Film Review of the Week


Thriller

Black Bear (15)




Review: Art imitates, deconstructs, confounds and distorts life in writer-director Lawrence Michael Levine’s trippy tour of the film-making industry, which playfully explores the combustible relationship between a creative and their vision. Bookmarked by the striking image of a lone woman in a blood-red swimsuit, sitting on a pontoon and staring forlornly at the glassy surface of a lake, Black Bear gleefully plants seeds of doubt about the veracity of what we are watching. Aubrey Plaza delivers two contrasting performances on opposite sides of a camera – one figurative, the other literal – as a quick-witted and erudite mistress of her own destiny and a tortured artist at the mercy of a manipulative spouse.

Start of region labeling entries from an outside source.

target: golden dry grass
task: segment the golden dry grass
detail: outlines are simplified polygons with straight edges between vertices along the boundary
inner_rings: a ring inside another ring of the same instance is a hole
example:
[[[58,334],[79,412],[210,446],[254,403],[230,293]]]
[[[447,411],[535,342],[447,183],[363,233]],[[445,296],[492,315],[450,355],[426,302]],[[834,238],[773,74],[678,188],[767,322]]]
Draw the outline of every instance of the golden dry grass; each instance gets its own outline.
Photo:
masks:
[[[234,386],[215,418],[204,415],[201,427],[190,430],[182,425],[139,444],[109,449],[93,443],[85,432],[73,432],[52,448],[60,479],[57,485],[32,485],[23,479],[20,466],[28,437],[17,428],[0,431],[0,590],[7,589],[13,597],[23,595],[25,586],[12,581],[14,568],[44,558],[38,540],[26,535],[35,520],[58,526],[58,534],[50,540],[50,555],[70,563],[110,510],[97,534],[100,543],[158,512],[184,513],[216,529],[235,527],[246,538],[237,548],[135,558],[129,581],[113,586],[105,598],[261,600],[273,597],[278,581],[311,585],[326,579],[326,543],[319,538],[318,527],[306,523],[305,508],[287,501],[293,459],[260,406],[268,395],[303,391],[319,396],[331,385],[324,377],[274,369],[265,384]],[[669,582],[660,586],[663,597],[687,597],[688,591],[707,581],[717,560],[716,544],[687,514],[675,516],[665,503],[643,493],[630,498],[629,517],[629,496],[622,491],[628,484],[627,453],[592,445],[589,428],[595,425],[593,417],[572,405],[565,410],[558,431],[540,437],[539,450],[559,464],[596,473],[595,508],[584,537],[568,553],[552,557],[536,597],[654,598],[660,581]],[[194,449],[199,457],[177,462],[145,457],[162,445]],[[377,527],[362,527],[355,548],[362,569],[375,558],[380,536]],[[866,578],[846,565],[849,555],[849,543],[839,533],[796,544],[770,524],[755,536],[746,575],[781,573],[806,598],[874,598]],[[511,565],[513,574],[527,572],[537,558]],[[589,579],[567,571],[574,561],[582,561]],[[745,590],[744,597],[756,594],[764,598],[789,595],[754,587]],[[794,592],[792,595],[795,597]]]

Both iterations of her character, Allison, slalom at breakneck speed through conflicting emotions, culminating in the introduction of the titular mammal in very different ways, accompanied by broken glass or an irreparably fractured heart. Levine delivers an ambiguous parting shot that seems to ignore the first rule of how to satisfactorily end a story but perhaps that’s just another rug being pulled from under us to maintain our disorientation as end credits roll to a discomfiting jazzy score.

Actress-turned-film director Allison (Plaza), who pithily dismisses her own movie back catalogue as “unsuccessful small ones that nobody likes”, travels to a remote lake house belonging to professional musician Gabe (Christopher Abbott). She is seeking inspiration for a new project. The house has been in Gabe’s family for years and he maintains it, on behalf his mother, while he and pregnant girlfriend Blair (Sarah Gadon) prepare for the arrival of their first child. Tensions between Gabe and Blair are immediately evident: they talk over each other and vociferously contradict versions of events that might show them in an unflattering light.

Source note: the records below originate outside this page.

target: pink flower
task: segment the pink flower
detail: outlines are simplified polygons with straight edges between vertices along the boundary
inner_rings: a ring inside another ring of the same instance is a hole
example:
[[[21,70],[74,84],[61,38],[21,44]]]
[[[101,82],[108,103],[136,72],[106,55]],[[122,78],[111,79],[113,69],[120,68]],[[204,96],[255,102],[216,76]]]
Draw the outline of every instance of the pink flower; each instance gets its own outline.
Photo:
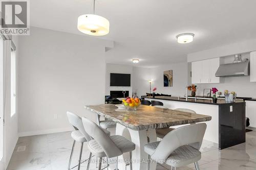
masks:
[[[217,91],[219,91],[219,90],[217,89],[217,88],[215,88],[215,87],[212,87],[211,88],[211,91],[212,91],[213,94],[216,94],[216,92]]]

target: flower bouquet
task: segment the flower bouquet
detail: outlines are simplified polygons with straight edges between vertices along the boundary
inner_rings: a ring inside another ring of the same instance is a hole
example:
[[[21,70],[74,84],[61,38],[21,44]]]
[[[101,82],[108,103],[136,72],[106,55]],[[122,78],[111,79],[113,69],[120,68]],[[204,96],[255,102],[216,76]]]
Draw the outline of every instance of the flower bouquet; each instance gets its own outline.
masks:
[[[196,92],[197,91],[197,85],[192,84],[191,86],[187,86],[187,89],[191,91],[191,95],[193,97],[196,96]]]

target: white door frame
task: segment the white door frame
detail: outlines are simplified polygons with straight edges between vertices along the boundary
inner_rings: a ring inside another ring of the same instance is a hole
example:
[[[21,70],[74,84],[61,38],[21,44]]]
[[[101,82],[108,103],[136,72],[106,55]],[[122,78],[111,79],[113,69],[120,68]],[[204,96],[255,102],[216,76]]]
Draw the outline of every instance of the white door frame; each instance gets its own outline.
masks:
[[[4,166],[4,136],[3,136],[3,110],[4,110],[4,57],[3,57],[3,40],[0,37],[0,169]]]

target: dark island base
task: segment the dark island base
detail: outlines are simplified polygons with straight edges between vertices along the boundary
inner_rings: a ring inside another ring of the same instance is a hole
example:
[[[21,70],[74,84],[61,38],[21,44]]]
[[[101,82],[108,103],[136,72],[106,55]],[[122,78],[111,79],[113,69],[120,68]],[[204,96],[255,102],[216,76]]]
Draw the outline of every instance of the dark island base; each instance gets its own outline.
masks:
[[[219,105],[219,149],[245,142],[245,103]]]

Blair eventually shifts the conversation to Allison and takes a swipe at her boyfriend’s far from lucrative choice of career when she tells the visiting director: “It’s so rare to have the opportunity to pick a real artist’s brain.” Wine flows freely, pot is smoked and the “weird, anti-progressive conversation” about feminism and traditional gender roles spirals into full-blown verbal warfare. As Gabe half-heartedly convinces Blair that he isn’t attracted to their house guest, pulses race and a hirsute, four-legged denizen of the surrounding wilderness prepares to send everyone’s lives into a sickening spin.

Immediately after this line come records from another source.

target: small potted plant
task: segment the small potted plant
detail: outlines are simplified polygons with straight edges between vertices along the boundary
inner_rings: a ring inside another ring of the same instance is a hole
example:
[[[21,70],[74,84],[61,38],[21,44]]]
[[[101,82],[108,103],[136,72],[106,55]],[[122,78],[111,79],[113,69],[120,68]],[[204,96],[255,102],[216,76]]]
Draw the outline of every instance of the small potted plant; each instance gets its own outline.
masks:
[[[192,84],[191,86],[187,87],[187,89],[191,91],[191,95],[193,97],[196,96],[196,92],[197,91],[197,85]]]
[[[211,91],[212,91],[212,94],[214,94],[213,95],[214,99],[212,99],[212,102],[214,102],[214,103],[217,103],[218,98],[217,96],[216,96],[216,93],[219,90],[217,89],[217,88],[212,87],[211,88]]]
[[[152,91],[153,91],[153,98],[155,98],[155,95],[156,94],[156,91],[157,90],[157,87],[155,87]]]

Black Bear sustains an air of unease, powered by bruising arguments between characters teetering on the precipice of a nervous breakdown. Simple, uncluttered camerawork, trapping the actors in uncomfortable proximity with toxic emotions, allows the fearless performances and a lean, sharp-toothed script to shine. Levine see-saws between the horribly inevitable and the shockingly unexpected and makes no apologies for spinning heads. The truth is a stranger to fiction.